How would you drive if you knew your boss was watching?
That's at least partially the premise of an increasingly popular practice of trucking companies installing in-cabin cameras in their big rigs. The dual action cameras capture both the road ahead as well as the actions of the driver - but only when triggered by specific actions such as hard-braking, rapid acceleration or swerving. The goal is to drive down the number of trucking accidents in Fairfield County, Connecticut and throughout the country.
The Milwaukee Journal Sentinel reports an estimated that some 400,000 trucks are now equipped with these cameras, which cost approximately $36 each. Given that there are a total of 3.6 million heavy trucks (mostly tractor-trailers) on the road, it still leaves plenty of room for expansion. Trucking industry executives say that's a likely outcome, as it has reportedly benefited the industry in a number of ways, and may well soon become required by the federal regulators.
Some expect this technology could reshape the trucking industry and trucking accident litigation. In some ways, companies say it already has.
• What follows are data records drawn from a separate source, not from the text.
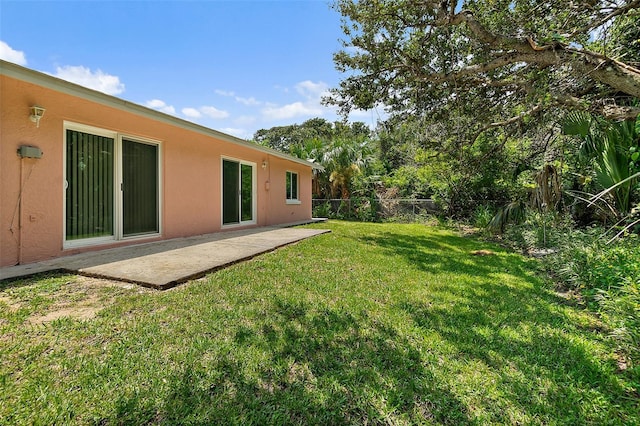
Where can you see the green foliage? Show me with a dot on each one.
(513, 213)
(482, 216)
(610, 148)
(608, 276)
(368, 324)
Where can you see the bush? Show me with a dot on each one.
(608, 276)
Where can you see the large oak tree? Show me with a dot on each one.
(489, 63)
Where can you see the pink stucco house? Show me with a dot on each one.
(96, 171)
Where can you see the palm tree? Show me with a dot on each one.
(610, 146)
(343, 160)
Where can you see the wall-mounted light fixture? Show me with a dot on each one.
(36, 114)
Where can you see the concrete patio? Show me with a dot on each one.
(164, 264)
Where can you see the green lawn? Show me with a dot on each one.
(372, 323)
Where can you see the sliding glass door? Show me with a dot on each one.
(139, 188)
(112, 188)
(89, 194)
(238, 186)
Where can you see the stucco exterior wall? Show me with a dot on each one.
(32, 190)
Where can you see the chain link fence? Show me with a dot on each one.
(374, 209)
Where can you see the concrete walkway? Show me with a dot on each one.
(164, 264)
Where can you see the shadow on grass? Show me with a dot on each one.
(302, 362)
(324, 367)
(512, 328)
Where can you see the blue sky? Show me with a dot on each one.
(235, 66)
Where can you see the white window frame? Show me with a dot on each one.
(254, 193)
(286, 192)
(117, 185)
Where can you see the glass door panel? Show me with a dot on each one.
(230, 192)
(246, 195)
(139, 188)
(89, 190)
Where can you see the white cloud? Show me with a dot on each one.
(224, 92)
(310, 106)
(191, 113)
(245, 120)
(10, 55)
(161, 106)
(295, 109)
(98, 80)
(312, 90)
(213, 112)
(248, 101)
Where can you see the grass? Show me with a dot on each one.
(370, 324)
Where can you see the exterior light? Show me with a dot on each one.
(36, 114)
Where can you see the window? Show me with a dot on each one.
(292, 188)
(238, 192)
(112, 186)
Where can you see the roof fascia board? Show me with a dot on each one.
(54, 83)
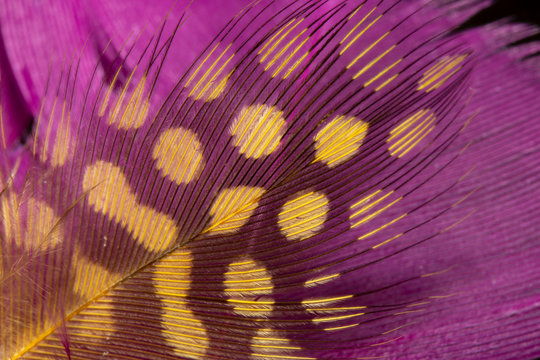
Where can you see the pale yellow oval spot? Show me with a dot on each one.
(131, 109)
(439, 73)
(285, 50)
(247, 277)
(407, 134)
(183, 331)
(339, 140)
(257, 130)
(232, 209)
(109, 194)
(178, 155)
(209, 80)
(303, 215)
(90, 278)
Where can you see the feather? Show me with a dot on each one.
(236, 215)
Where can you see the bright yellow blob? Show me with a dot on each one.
(257, 130)
(339, 140)
(232, 209)
(178, 155)
(110, 194)
(303, 215)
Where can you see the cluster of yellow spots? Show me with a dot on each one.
(320, 280)
(257, 130)
(32, 224)
(439, 73)
(358, 30)
(369, 207)
(248, 277)
(182, 330)
(245, 281)
(303, 215)
(130, 110)
(109, 194)
(209, 84)
(179, 155)
(285, 50)
(408, 133)
(232, 209)
(339, 140)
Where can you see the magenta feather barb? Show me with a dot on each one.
(268, 180)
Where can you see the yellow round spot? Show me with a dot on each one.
(109, 193)
(247, 277)
(232, 209)
(257, 130)
(178, 155)
(339, 140)
(304, 215)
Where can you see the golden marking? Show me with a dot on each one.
(438, 74)
(386, 83)
(339, 140)
(303, 215)
(210, 84)
(321, 280)
(368, 203)
(86, 272)
(404, 137)
(258, 130)
(232, 209)
(110, 194)
(179, 155)
(366, 50)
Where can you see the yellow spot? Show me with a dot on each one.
(404, 137)
(209, 79)
(304, 215)
(339, 140)
(321, 280)
(89, 277)
(258, 130)
(247, 277)
(439, 73)
(369, 207)
(285, 51)
(178, 155)
(110, 194)
(232, 209)
(131, 110)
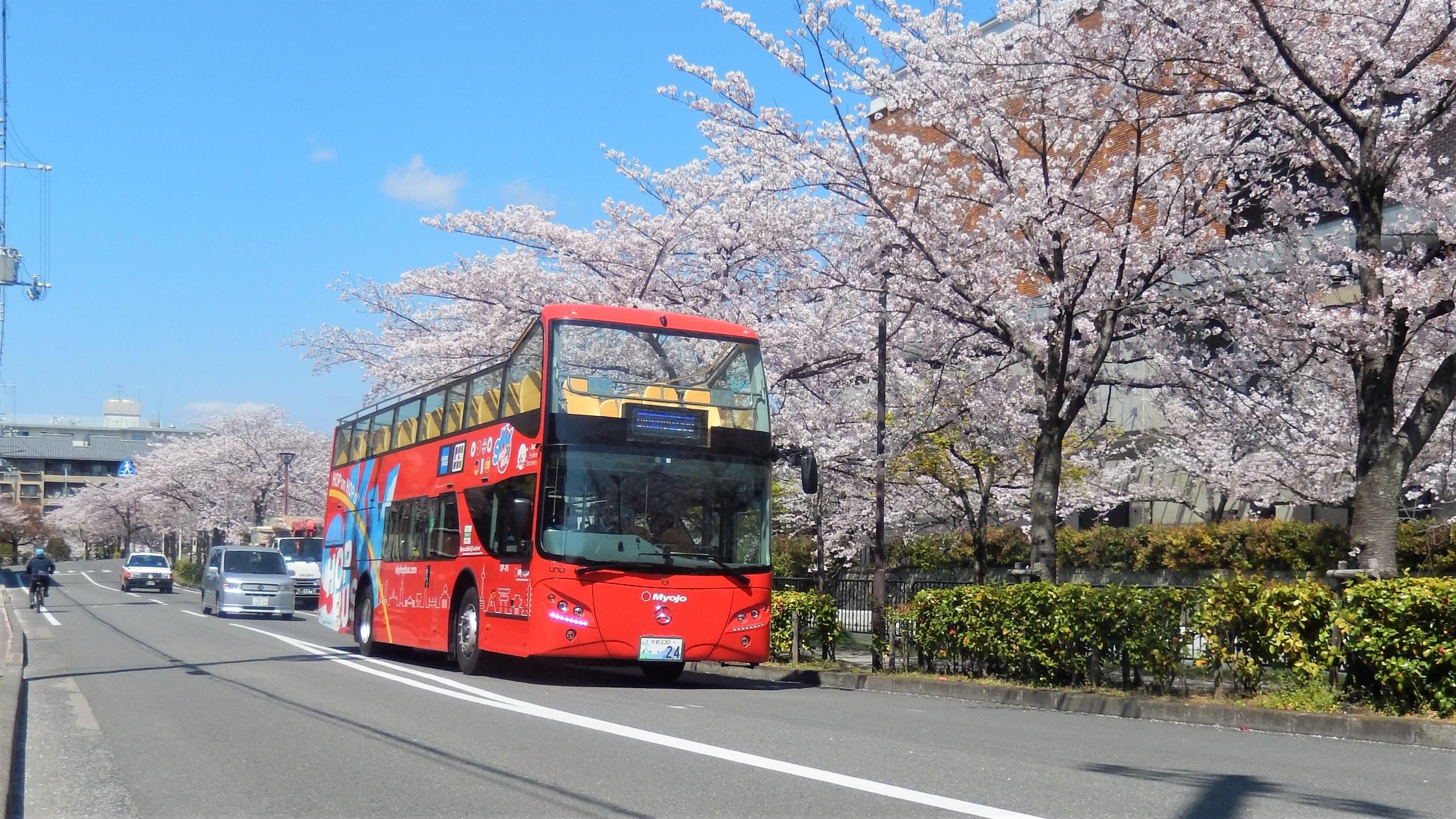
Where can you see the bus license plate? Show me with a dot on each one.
(662, 649)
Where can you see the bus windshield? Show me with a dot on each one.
(597, 370)
(308, 549)
(656, 512)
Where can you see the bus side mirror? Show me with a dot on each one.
(809, 472)
(522, 520)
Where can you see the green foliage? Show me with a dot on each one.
(1398, 638)
(187, 572)
(1400, 642)
(793, 556)
(1248, 546)
(940, 552)
(819, 623)
(1053, 635)
(1423, 546)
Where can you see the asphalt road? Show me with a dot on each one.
(137, 709)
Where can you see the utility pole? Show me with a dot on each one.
(877, 614)
(287, 459)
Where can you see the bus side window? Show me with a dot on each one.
(523, 377)
(433, 421)
(407, 424)
(341, 445)
(381, 432)
(455, 404)
(446, 539)
(359, 444)
(485, 399)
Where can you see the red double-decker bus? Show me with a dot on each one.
(600, 493)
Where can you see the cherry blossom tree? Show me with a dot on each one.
(1353, 110)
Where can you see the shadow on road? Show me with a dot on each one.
(1222, 796)
(541, 671)
(563, 799)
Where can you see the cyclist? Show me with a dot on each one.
(40, 569)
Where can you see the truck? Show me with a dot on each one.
(302, 550)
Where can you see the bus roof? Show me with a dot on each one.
(645, 318)
(606, 315)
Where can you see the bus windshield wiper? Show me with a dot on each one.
(727, 569)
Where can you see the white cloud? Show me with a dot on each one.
(520, 193)
(213, 410)
(423, 187)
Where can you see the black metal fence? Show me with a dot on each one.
(854, 595)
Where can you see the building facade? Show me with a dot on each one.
(44, 459)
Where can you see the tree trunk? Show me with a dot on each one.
(1376, 511)
(1046, 483)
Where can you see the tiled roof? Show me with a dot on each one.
(60, 448)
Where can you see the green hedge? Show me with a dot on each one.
(1248, 546)
(187, 572)
(819, 623)
(1398, 636)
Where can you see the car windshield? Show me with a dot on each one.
(308, 549)
(656, 511)
(600, 372)
(254, 563)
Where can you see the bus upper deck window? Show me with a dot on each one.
(433, 418)
(455, 408)
(341, 445)
(407, 424)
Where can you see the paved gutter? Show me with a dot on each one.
(1395, 731)
(12, 700)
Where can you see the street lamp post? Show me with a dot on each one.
(287, 459)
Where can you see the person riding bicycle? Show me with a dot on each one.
(40, 569)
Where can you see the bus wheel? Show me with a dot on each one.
(364, 624)
(468, 635)
(662, 671)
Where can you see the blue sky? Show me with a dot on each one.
(217, 165)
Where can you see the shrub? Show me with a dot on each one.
(1398, 636)
(819, 623)
(187, 572)
(1400, 642)
(793, 556)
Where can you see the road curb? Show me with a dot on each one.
(12, 700)
(1395, 731)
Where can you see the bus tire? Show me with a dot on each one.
(466, 635)
(662, 671)
(364, 624)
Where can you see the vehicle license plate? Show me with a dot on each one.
(663, 649)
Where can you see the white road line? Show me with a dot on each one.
(95, 584)
(480, 696)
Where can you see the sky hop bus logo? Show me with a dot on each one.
(501, 454)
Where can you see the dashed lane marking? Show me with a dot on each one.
(481, 696)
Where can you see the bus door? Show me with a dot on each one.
(440, 568)
(402, 573)
(501, 517)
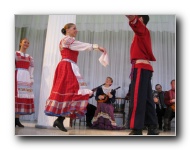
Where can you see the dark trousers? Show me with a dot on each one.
(142, 105)
(160, 115)
(169, 115)
(90, 113)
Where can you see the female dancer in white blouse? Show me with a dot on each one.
(69, 95)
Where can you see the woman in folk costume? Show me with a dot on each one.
(104, 114)
(24, 97)
(69, 95)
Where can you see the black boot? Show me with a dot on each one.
(17, 123)
(152, 130)
(59, 123)
(136, 132)
(166, 124)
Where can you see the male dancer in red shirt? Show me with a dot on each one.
(142, 105)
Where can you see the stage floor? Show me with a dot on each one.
(31, 130)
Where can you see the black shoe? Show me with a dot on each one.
(17, 123)
(152, 130)
(89, 124)
(136, 132)
(59, 123)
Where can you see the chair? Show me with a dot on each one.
(83, 119)
(119, 108)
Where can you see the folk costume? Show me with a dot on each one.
(142, 105)
(69, 95)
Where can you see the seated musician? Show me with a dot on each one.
(104, 114)
(169, 100)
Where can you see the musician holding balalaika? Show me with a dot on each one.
(104, 115)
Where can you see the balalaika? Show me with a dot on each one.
(106, 96)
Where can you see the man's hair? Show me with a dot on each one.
(145, 18)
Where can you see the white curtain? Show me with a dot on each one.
(34, 28)
(114, 33)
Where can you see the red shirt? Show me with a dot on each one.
(141, 47)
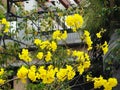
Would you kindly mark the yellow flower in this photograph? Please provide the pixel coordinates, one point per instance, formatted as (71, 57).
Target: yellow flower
(22, 73)
(4, 21)
(62, 74)
(45, 44)
(42, 72)
(98, 35)
(68, 52)
(6, 30)
(1, 71)
(32, 75)
(105, 47)
(86, 64)
(25, 55)
(89, 78)
(112, 82)
(71, 72)
(48, 56)
(88, 40)
(53, 46)
(48, 75)
(58, 35)
(80, 69)
(37, 41)
(64, 35)
(40, 55)
(74, 21)
(98, 82)
(2, 81)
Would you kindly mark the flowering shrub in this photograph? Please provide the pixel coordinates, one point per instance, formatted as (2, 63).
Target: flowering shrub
(57, 65)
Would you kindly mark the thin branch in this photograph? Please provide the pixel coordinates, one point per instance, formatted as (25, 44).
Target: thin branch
(9, 81)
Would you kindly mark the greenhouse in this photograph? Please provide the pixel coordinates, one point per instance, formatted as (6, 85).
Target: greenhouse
(59, 44)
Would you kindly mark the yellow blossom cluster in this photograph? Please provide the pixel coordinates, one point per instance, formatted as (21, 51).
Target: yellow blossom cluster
(1, 74)
(105, 47)
(22, 73)
(25, 55)
(87, 39)
(65, 73)
(47, 75)
(74, 21)
(84, 61)
(46, 44)
(7, 25)
(101, 82)
(99, 33)
(58, 35)
(32, 73)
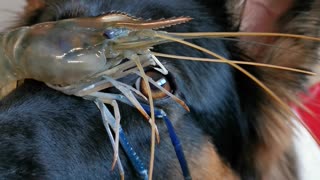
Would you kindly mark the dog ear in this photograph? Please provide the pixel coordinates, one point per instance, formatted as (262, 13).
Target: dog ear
(273, 121)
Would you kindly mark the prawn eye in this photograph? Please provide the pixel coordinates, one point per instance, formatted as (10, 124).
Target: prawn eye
(160, 79)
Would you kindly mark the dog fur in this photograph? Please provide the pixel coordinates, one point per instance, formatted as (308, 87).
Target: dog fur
(233, 131)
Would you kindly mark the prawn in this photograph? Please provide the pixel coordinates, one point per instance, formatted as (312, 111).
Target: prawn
(82, 56)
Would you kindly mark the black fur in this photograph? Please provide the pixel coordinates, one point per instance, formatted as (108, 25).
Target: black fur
(48, 135)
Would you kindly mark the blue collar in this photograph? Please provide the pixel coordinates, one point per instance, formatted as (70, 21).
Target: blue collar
(138, 165)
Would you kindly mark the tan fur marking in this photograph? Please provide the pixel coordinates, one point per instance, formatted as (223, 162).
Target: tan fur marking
(207, 165)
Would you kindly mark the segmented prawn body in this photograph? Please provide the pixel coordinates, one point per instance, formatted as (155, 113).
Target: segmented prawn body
(85, 55)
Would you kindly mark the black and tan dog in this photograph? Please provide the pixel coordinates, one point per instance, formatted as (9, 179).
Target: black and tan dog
(234, 130)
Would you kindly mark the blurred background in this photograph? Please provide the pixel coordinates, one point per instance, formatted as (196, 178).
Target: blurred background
(8, 11)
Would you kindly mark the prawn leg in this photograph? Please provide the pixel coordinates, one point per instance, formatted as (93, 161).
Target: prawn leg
(109, 120)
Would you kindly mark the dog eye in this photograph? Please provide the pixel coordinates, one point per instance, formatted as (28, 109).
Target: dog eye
(160, 79)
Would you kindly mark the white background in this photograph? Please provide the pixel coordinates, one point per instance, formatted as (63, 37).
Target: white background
(8, 11)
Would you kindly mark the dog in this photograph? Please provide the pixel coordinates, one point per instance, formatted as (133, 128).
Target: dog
(234, 130)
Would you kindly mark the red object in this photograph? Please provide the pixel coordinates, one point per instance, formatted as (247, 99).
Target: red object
(311, 116)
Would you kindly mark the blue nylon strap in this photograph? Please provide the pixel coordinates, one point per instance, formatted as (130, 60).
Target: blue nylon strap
(133, 157)
(174, 140)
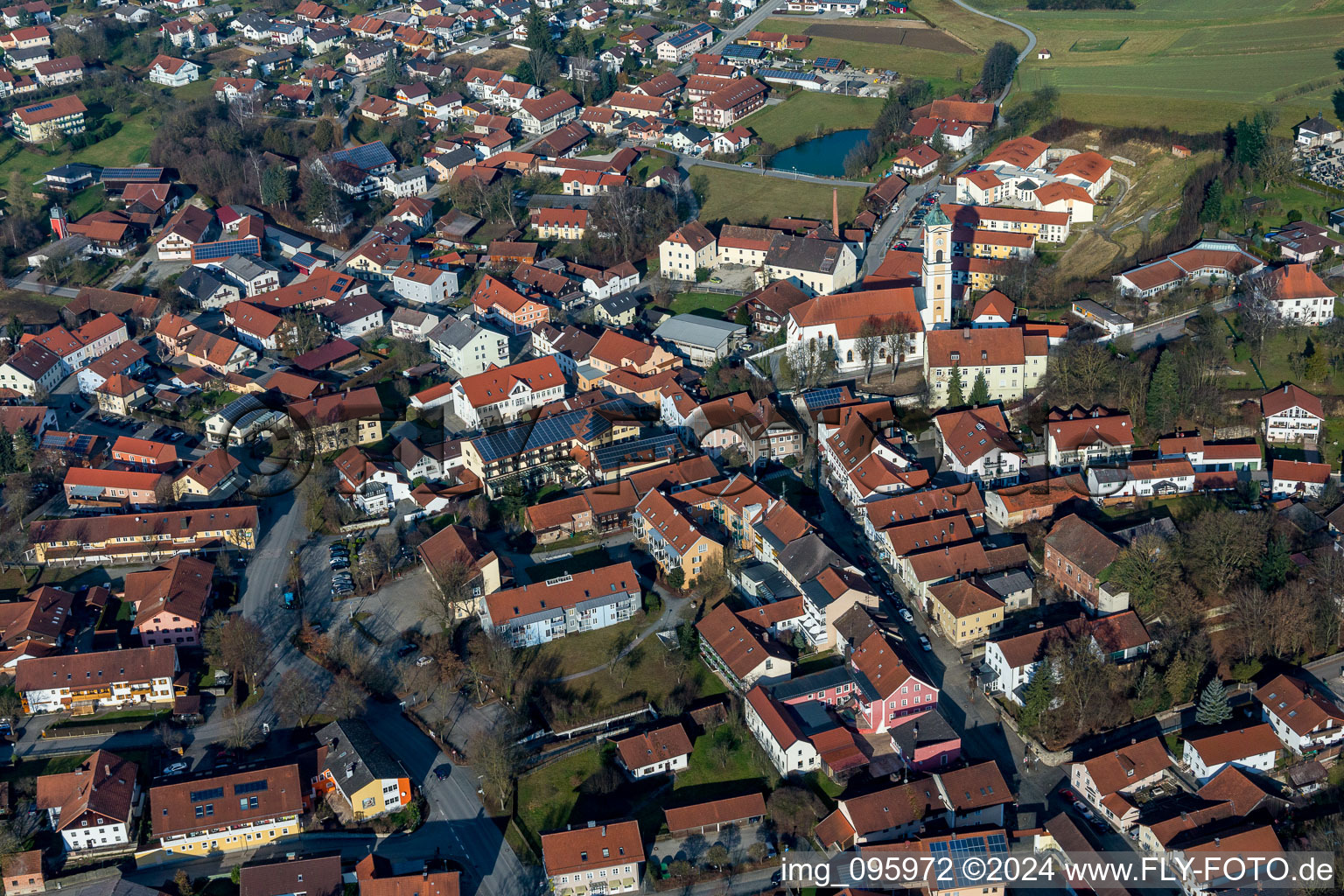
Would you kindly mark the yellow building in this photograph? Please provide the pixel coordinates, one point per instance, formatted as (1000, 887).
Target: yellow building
(339, 421)
(664, 528)
(228, 813)
(1011, 361)
(144, 537)
(49, 118)
(964, 612)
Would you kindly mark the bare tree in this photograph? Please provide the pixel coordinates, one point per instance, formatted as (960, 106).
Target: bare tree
(298, 697)
(452, 592)
(242, 731)
(495, 751)
(346, 697)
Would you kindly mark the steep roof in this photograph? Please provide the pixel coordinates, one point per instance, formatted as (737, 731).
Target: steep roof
(597, 845)
(1126, 766)
(1289, 396)
(654, 746)
(1086, 546)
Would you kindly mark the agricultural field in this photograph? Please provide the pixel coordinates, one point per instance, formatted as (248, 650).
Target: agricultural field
(1186, 63)
(808, 115)
(744, 198)
(949, 52)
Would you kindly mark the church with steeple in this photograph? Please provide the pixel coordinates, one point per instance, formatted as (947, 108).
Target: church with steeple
(937, 296)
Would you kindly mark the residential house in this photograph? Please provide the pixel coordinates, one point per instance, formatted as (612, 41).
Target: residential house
(1078, 438)
(654, 752)
(355, 765)
(1292, 416)
(605, 856)
(542, 612)
(1077, 555)
(507, 394)
(88, 682)
(1108, 780)
(228, 813)
(1303, 718)
(93, 808)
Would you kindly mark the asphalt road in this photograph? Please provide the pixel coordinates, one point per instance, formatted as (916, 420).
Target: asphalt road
(752, 19)
(1172, 329)
(1022, 57)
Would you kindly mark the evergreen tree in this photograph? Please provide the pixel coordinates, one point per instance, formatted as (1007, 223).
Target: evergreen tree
(1273, 570)
(956, 396)
(1163, 396)
(980, 389)
(1213, 704)
(1213, 208)
(7, 459)
(1040, 695)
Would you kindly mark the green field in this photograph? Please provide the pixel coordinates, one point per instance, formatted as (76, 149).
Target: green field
(1098, 46)
(1187, 63)
(957, 70)
(807, 115)
(704, 304)
(742, 198)
(128, 147)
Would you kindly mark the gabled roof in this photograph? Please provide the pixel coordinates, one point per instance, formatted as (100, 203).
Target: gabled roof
(102, 785)
(1289, 396)
(1126, 766)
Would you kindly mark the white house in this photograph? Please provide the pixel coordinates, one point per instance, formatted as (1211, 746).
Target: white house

While some truckers have complained about this as a "Big Brother-like intrusion" on their privacy, trucking companies say it has gone a long way toward improving safety. For example, one company out of New Jersey installed these dual cameras in 2,200 of its fleet three years ago. Since then, its accident frequency has been reduced by half. Insurance costs fell too, by 30 percent.
On top of that, firms say the videos have provided valuable in court evidence in cases where the trucker was not at-fault, but the case hinged on he-said-she-said testimony otherwise. It's actually helped in cases where the truck driver was at-fault, companies say, because by providing concrete proof of the trucker's negligence, companies were motivated to settle quickly with plaintiffs, as opposed to fighting tooth-and-nail in a drawn out litigation process.
Trucking companies also say there are training benefits to having their trucks outfitted with cameras. Truck drivers encounter hazards on the road almost daily, and not all motorists are as cautious as they should be around these over-sized vehicles. Video images of truck drivers deftly avoiding crashes with quick reflexes and appropriate responses are now being shown as part of educational exercises for new truck driver recruits.
The systems are designed to be "on" at all times, but only record when there is a trigger. They preserve clips from a few seconds before an incident, capture the incident and then continue recording for several seconds after.
While large truck accidents resulting in fatalities has fallen nearly 75 percent since the mid-1970s when considering the per-mile rate, it's now on par with the fatal crash rates of passenger cars. Plus, recent data from the Federal Motor Carrier Safety Administration (FMCSA) reveals trucking accidents have risen by 8 percent just from 2014 to 2015. More than 4,300 large trucks and buses were involved in fatal crashes in 2015 (the most recent year for which statistics are available), which is a 26 percent increase since 2009.
Drivers of big rigs are seven times more likely than the average worker to die on-the-job. In these cases, workers' compensation death benefits may be available to surviving family members, and there could be grounds for a third-party liability lawsuit if another driver was at-fault, or if a vehicle manufacturer or maintenance provider was negligent.